Freese Decker’s and Elmouchi’s passive stance is at odds with the positions and actions taken by some leading hospitals across the country with Muslim doctors who celebrated or supported Hamas atrocities.
New York’s Lenox Hill hospital promptly fired emergency room doctor Dana Diab for controversial posts online that applauded Hamas’ massacre at a music festival in southern Israel, saying the attacks gave Israelis “a taste of their own medicine.”
Dr. Andrew Thierry, a diagnostic radiologist and chief medical officer of a medical imaging company in Beverly Hills, CA, was terminated after posting tweets that included, “The only thing Zionists are Superior at are lies, deceit, and genocide” and “Zionists are genocidal, demonic, greedy, pedophilic retards. Change my mind.”
ExpertMRI, where Thierry worked, was unequivocal in its condemnation of Thierry’s comments.
As noted by the RAIR Foundation USA, Boston endodontist Zena Al-Adeeb left her practice after she was photographed removing photos at an upscale suburban Boston mall displaying images of missing children kidnapped by Hamas terrorists. In Miami, dentist Ahmed ElKoussa was terminated from his practice after removing posters of missing Israelis.
Admittedly, Corewell has a thornier thicket to navigate than many other U.S. healthcare institutions. One of its southeastern Michigan hospitals is in Wayne and serves constituents of Rep. Rashida Tlab, whose antisemitic rhetoric and antics even some liberal journalists couldn’t ignore.
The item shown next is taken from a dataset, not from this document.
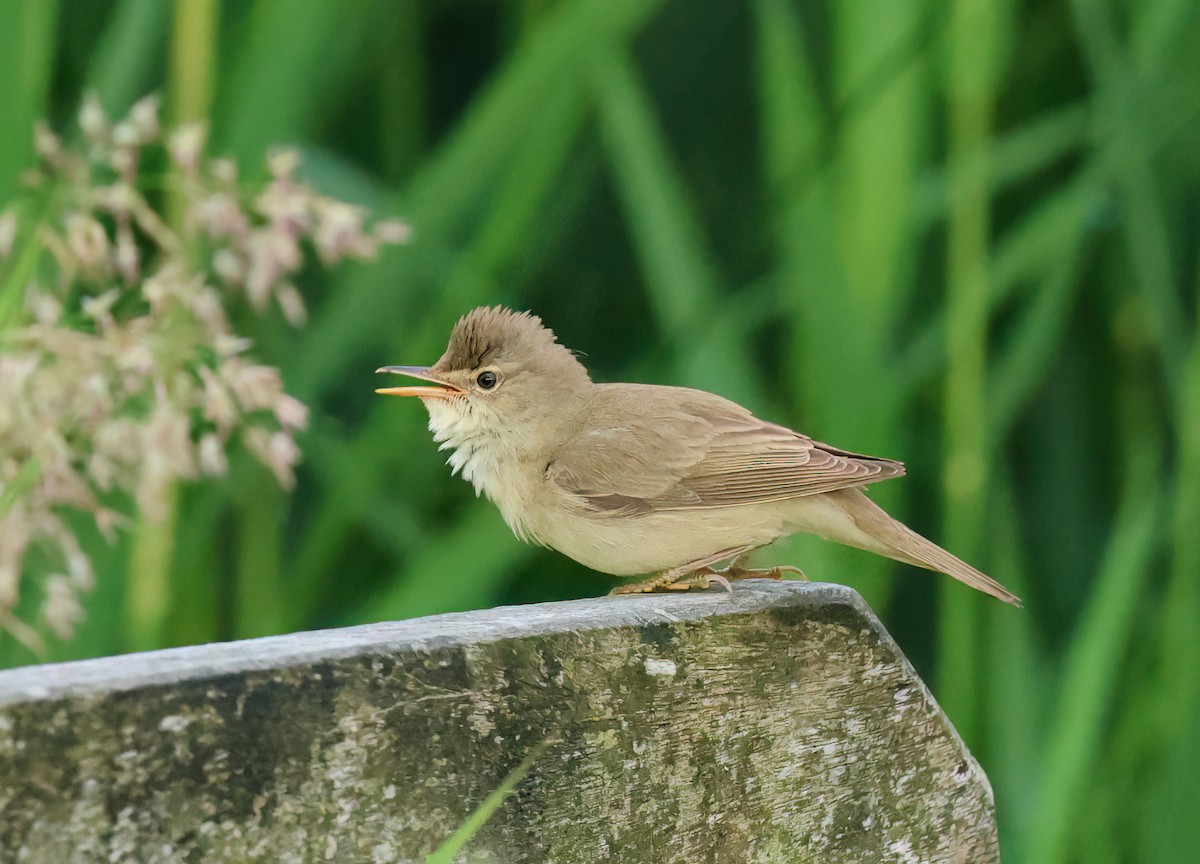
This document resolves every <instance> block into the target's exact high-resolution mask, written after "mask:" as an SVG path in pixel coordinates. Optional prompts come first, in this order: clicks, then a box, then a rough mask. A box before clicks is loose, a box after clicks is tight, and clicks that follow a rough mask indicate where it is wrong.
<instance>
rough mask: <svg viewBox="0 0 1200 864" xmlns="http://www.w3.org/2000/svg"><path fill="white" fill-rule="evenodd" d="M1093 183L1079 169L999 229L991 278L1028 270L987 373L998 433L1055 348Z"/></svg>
mask: <svg viewBox="0 0 1200 864" xmlns="http://www.w3.org/2000/svg"><path fill="white" fill-rule="evenodd" d="M1092 190H1093V185H1092V181H1091V174H1090V173H1085V175H1084V176H1081V178H1079V179H1078V180H1075V181H1072V184H1070V185H1069V186H1067V187H1064V188H1062V190H1060V191H1058V192H1057V193H1056V194H1055V196H1054V197H1051V198H1048V199H1046V200H1045V202H1044V203H1043V204H1042V205H1040V206H1039V208H1038V209H1037V210H1034V211H1033V212H1032V214H1030V215H1028V216H1027V217H1026V218H1025V220H1022V222H1021V223H1020V224H1019V226H1018V227H1015V228H1014V229H1012V230H1010V232H1009V233H1008V234H1007V235H1006V236H1004V239H1003V241H1002V244H1001V247H1000V250H998V252H997V254H996V257H995V259H994V272H995V278H996V280H997V281H998V282H1000V283H1001V284H1003V286H1010V284H1013V283H1015V282H1016V281H1018V280H1019V278H1022V277H1026V278H1028V277H1034V281H1033V288H1032V289H1031V292H1030V294H1028V296H1027V299H1026V302H1025V306H1024V308H1022V312H1021V316H1020V318H1019V319H1018V323H1016V324H1015V325H1014V326H1013V328H1012V330H1013V335H1012V336H1010V337H1009V338H1008V340H1007V342H1006V343H1004V344H1003V347H1002V349H1001V352H1000V356H998V358H997V360H996V361H995V371H994V372H992V376H991V397H990V400H989V407H988V410H989V415H988V416H989V430H990V434H991V436H992V437H994V438H996V439H997V440H1001V439H1003V438H1004V437H1006V436H1007V433H1008V431H1009V430H1010V428H1012V426H1013V424H1014V422H1016V419H1018V416H1019V413H1020V410H1021V408H1022V407H1024V406H1025V403H1026V401H1027V400H1028V398H1030V397H1031V396H1032V395H1033V392H1034V390H1036V388H1037V386H1038V384H1040V383H1042V380H1044V378H1045V376H1046V374H1048V373H1049V370H1050V366H1051V364H1052V362H1054V360H1055V358H1056V355H1057V353H1058V347H1060V344H1061V341H1062V336H1063V334H1064V331H1066V329H1067V325H1068V323H1069V318H1070V313H1072V311H1073V310H1074V300H1075V288H1076V286H1078V284H1079V280H1080V276H1081V274H1080V270H1081V268H1082V257H1084V241H1085V239H1086V232H1087V204H1088V202H1091V200H1092V196H1093V192H1092Z"/></svg>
Tlaib still refuses to accept U.S. and other government findings, as well as various media reports, saying Israel wasn’t responsible for bombing a Gaza hospital, contrary to what the New York Times and other mainstream media outlets initially reported. The Times has since retracted its story.
It’s no surprise that Freese Decker has taken a cowardly stance given she lacks any medical credentials or training, but it’s surprising that Henry Ford Hospital has remained silent, particularly as it will need FTC and Michigan Atty. Gen Dana Nessel’s approval to complete its proposed merger with Ascension’s southeast Michigan operations. Nessel has rallied against hate speech of all sorts.
Especially notable is that Corewell COO Darryl Elmouchi allowed his name on Freese Decker’s response to Jewish leaders. Elmouchi holds a medical degree from the University of Michigan, as does his spouse, who is an impressively credentialed pediatrician in Grand Rapids.
The World Medical Association has unequivocally condemned Hamas’ terrorist invasion, which it denounced as a “brutal attack" that "led to thousands of innocent civilians, including children, the elderly, and those in dire need of medical attention, being injured, killed, and held hostage.”
The WMA expressed its “unwavering solidarity” with its member organization, the Israel Medical Association, firmly trusting “that its dedicated physicians will continue to uphold high moral standards through these challenging times.”
Israeli hospitals treat Muslim and Iraqi children, as well as Syrian refugees. Early in the pandemic, Israeli teams trained dozens of doctors, nurses and medical personnel in Gaza on ways to treat Covid patients.
Perhaps it’s because Elmouchi attended the University of Michigan that makes him seemingly tolerant of physicians and other medical personnel who celebrate the murdering of innocent civilians.
Palestinian supporters marched through U of M’s campus earlier this year shouting, “Intifada, Intifada! Long live the Intifada” without consequences from the school’s administration.